MichaelA🔸Aug 14, 2020, 12:13 AM
2 points
0 ∶ 0
I’ve just discovered the very recently published Forecasting AI Progress: A Research Agenda. The abstract reads:
Forecasting AI progress is essential to reducing uncertainty in order to appropriately plan for research efforts on AI safety and AI governance. While this is generally considered to be an important topic, little work has been conducted on it and there is no published document that gives and objective overview of the field. Moreover, the field is very diverse and there is no published consensus regarding its direction.
This paper describes the development of a research agenda for forecasting AI progress which utilized the Delphi technique to elicit and aggregate experts’ opinions on what questions and methods to prioritize. The results of the Delphi are presented; the remainder of the paper follow the structure of these results, briefly reviewing relevant literature and suggesting future work for each topic.
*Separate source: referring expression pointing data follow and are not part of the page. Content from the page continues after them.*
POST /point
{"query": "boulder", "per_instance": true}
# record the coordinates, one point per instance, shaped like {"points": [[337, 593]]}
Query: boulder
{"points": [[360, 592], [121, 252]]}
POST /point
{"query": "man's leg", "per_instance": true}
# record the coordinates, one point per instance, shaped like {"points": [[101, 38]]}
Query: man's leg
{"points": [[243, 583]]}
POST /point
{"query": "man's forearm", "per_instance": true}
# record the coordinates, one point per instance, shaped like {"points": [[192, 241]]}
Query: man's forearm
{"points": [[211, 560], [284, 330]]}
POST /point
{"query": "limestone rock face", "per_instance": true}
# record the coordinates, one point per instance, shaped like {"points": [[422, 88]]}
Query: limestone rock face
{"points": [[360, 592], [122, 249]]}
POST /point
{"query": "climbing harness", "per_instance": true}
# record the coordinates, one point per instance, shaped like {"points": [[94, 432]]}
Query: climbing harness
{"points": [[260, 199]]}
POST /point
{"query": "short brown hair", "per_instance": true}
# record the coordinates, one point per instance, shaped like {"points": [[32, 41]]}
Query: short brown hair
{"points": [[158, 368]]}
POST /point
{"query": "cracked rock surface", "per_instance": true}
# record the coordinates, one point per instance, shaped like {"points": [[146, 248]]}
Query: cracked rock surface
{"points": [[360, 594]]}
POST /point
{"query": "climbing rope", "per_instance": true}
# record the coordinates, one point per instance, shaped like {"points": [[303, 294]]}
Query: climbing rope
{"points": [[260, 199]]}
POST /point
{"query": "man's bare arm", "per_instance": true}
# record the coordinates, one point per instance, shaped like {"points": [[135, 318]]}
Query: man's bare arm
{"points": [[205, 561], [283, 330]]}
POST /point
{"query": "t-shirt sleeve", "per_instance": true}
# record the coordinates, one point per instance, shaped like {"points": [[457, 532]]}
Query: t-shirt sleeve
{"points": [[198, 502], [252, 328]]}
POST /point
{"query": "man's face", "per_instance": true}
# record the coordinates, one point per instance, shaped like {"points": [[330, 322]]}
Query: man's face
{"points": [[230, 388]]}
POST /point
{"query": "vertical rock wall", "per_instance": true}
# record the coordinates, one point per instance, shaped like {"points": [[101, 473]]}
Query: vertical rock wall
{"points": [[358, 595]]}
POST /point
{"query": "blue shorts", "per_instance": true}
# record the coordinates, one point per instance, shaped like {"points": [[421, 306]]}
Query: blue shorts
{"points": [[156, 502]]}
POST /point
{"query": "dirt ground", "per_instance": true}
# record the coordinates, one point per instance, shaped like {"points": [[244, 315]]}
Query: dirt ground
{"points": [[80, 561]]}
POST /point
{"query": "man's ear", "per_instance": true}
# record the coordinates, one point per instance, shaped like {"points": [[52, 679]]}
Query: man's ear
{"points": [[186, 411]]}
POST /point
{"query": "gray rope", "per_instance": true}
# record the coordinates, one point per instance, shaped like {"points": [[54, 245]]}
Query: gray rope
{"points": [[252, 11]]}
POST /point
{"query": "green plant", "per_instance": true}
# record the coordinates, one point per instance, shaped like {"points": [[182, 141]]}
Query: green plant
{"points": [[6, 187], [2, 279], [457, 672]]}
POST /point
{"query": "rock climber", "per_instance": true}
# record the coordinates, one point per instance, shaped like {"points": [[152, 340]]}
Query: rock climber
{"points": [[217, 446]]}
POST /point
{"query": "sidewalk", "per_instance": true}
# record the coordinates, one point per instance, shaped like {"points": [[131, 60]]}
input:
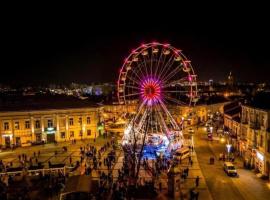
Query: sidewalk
{"points": [[189, 182]]}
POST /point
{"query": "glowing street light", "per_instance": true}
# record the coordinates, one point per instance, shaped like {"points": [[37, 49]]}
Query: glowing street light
{"points": [[228, 149]]}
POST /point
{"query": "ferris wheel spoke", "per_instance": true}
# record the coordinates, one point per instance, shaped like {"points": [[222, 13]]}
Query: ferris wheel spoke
{"points": [[174, 82], [167, 67], [145, 62], [133, 94], [172, 74], [170, 116], [134, 80], [133, 87], [163, 68], [175, 91], [137, 75], [174, 100], [157, 66]]}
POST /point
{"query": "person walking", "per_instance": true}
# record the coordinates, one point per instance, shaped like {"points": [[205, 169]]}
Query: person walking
{"points": [[197, 181]]}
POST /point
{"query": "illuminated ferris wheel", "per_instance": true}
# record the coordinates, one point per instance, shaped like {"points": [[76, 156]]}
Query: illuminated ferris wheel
{"points": [[154, 76]]}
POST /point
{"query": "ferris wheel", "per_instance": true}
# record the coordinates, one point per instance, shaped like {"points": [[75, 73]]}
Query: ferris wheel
{"points": [[154, 76]]}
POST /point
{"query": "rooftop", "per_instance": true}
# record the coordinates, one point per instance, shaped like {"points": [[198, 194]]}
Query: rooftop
{"points": [[42, 102]]}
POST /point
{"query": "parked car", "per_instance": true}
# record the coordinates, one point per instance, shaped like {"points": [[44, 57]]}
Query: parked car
{"points": [[181, 154], [230, 169], [190, 130]]}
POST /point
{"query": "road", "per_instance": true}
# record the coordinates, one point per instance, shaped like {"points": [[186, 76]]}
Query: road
{"points": [[247, 186]]}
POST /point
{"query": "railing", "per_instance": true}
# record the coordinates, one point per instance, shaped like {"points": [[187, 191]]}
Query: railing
{"points": [[255, 126]]}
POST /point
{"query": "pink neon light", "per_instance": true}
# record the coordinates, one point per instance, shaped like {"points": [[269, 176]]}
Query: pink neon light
{"points": [[151, 91]]}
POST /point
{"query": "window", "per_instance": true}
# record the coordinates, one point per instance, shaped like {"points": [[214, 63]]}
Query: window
{"points": [[17, 125], [261, 141], [71, 133], [6, 126], [27, 124], [50, 124], [37, 124], [63, 135], [88, 120], [88, 132], [71, 121], [62, 122]]}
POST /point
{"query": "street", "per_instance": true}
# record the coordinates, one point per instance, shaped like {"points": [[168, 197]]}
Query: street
{"points": [[221, 186]]}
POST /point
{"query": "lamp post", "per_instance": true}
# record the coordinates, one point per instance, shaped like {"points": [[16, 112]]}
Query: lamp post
{"points": [[228, 149]]}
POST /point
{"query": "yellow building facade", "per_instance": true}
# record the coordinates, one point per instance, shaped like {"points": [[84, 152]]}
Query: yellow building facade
{"points": [[23, 128]]}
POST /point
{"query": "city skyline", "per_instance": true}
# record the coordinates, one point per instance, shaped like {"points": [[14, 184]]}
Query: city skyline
{"points": [[41, 51]]}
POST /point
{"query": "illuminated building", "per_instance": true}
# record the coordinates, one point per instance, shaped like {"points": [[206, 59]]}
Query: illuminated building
{"points": [[22, 128]]}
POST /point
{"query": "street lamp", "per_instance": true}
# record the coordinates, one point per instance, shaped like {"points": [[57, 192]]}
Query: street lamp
{"points": [[228, 149]]}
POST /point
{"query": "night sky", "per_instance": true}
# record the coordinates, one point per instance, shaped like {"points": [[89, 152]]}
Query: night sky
{"points": [[61, 49]]}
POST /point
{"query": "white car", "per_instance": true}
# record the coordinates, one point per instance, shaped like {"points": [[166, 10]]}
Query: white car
{"points": [[190, 130], [229, 168]]}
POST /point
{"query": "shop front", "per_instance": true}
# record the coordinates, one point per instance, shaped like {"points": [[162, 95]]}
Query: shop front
{"points": [[50, 133], [7, 140], [259, 161]]}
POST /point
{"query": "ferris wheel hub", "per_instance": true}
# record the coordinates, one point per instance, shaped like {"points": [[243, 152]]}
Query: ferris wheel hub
{"points": [[151, 91]]}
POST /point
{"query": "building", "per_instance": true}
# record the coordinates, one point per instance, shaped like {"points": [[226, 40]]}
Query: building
{"points": [[232, 122], [255, 128], [24, 125]]}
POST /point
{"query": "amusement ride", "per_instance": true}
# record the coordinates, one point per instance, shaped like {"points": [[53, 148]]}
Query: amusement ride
{"points": [[155, 76]]}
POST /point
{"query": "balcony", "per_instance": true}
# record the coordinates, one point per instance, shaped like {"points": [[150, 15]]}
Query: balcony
{"points": [[255, 126]]}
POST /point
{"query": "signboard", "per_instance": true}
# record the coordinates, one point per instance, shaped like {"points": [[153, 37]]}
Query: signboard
{"points": [[50, 130]]}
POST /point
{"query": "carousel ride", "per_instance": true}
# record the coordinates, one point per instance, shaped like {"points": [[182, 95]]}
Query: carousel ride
{"points": [[155, 76]]}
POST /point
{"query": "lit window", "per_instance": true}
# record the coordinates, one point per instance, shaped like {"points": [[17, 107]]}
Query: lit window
{"points": [[88, 121], [17, 125], [71, 121], [6, 126], [27, 124], [71, 133], [63, 135], [50, 124], [37, 124]]}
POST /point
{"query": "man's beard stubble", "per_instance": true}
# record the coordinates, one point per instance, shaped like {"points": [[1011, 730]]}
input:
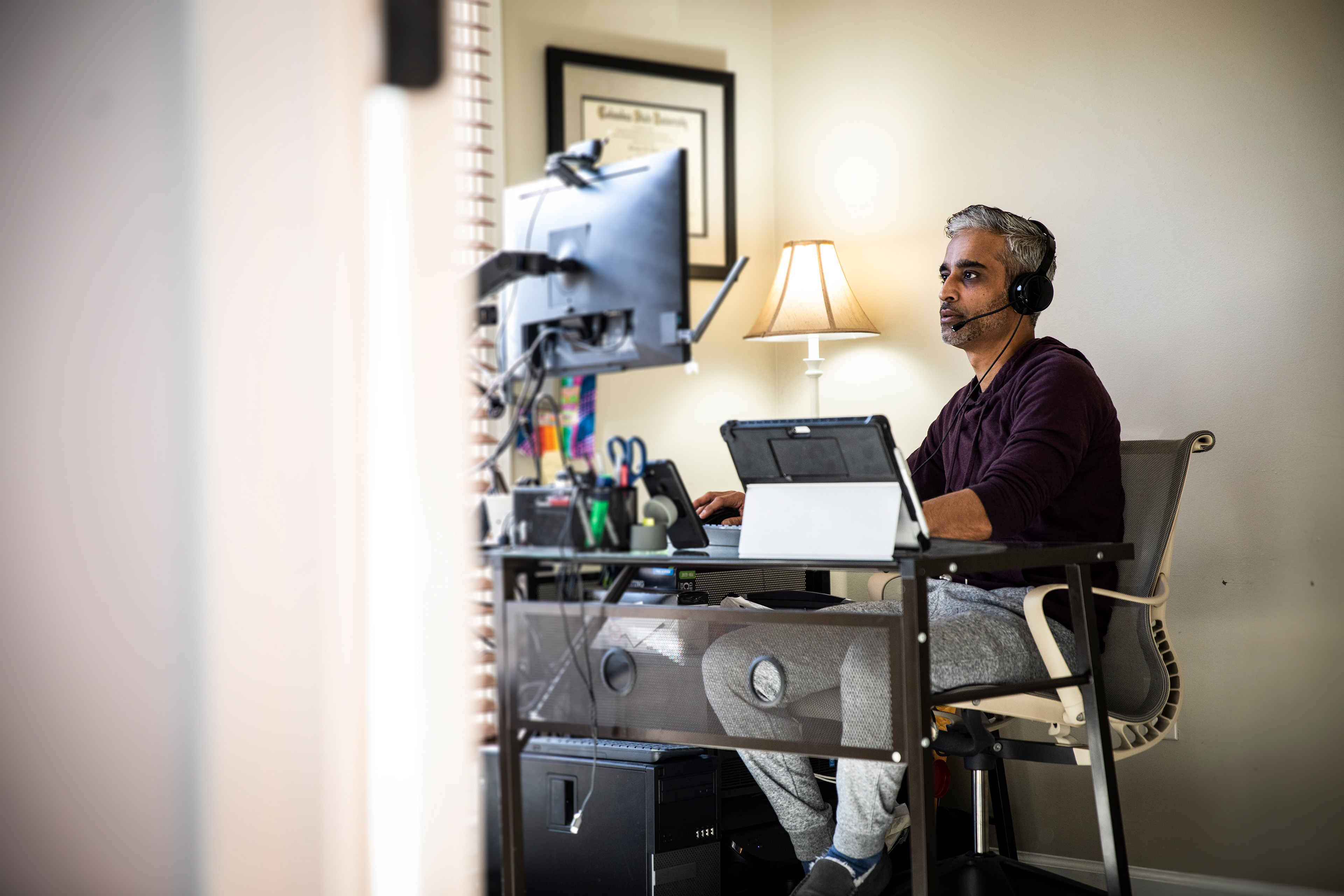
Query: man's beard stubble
{"points": [[972, 331]]}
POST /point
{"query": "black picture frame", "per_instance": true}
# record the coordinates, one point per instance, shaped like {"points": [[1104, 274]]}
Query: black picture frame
{"points": [[557, 59]]}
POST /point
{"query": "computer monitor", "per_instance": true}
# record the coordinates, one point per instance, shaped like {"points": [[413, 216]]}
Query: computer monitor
{"points": [[624, 306]]}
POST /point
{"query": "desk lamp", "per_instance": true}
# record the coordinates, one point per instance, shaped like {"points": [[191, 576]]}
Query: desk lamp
{"points": [[811, 300]]}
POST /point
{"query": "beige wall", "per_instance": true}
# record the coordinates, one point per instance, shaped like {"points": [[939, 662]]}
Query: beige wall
{"points": [[1187, 156], [94, 670]]}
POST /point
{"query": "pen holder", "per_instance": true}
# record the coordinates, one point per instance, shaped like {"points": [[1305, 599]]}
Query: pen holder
{"points": [[609, 512]]}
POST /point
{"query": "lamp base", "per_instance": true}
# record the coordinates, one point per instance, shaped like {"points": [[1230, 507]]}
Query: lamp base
{"points": [[814, 373]]}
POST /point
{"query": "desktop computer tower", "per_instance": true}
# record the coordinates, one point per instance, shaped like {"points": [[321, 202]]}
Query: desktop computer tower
{"points": [[651, 830]]}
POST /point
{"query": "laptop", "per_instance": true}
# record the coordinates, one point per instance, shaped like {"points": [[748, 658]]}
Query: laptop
{"points": [[824, 488]]}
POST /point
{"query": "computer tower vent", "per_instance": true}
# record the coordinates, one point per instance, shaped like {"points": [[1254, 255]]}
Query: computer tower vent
{"points": [[687, 872]]}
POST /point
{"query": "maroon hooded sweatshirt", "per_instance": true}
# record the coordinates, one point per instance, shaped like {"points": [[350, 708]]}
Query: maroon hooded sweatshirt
{"points": [[1041, 449]]}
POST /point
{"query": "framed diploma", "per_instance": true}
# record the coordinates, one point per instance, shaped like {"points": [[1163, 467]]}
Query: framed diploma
{"points": [[643, 108]]}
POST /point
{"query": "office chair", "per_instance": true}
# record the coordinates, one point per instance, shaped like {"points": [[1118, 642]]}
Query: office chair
{"points": [[1139, 667]]}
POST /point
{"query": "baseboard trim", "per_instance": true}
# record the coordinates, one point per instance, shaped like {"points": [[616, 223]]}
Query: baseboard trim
{"points": [[1155, 882]]}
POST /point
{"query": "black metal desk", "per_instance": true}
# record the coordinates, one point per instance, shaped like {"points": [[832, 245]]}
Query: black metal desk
{"points": [[515, 570]]}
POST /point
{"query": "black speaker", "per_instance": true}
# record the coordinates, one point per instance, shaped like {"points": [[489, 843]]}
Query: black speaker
{"points": [[651, 830], [413, 42]]}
Experts indicated that a wide variety of methods should be considered for forecasting AI progress. Moreover, experts identified salient questions that were both general and completely unique to the problem of forecasting AI progress. Some of the highest priority topics include the validation of (partially unresolved) forecasts, how to make forecasting action-guiding and the quality of different performance metrics. While statistical methods seem more promising, there is also recognition that supplementing judgmental techniques can be quite beneficial.
I hope to read the full paper soon, as I imagine it’d contain ideas and insights relevant to my questions (even if the paper’s primary focus is forecasting AI specifically).
(There are also some comments on the AIAF cross-post.)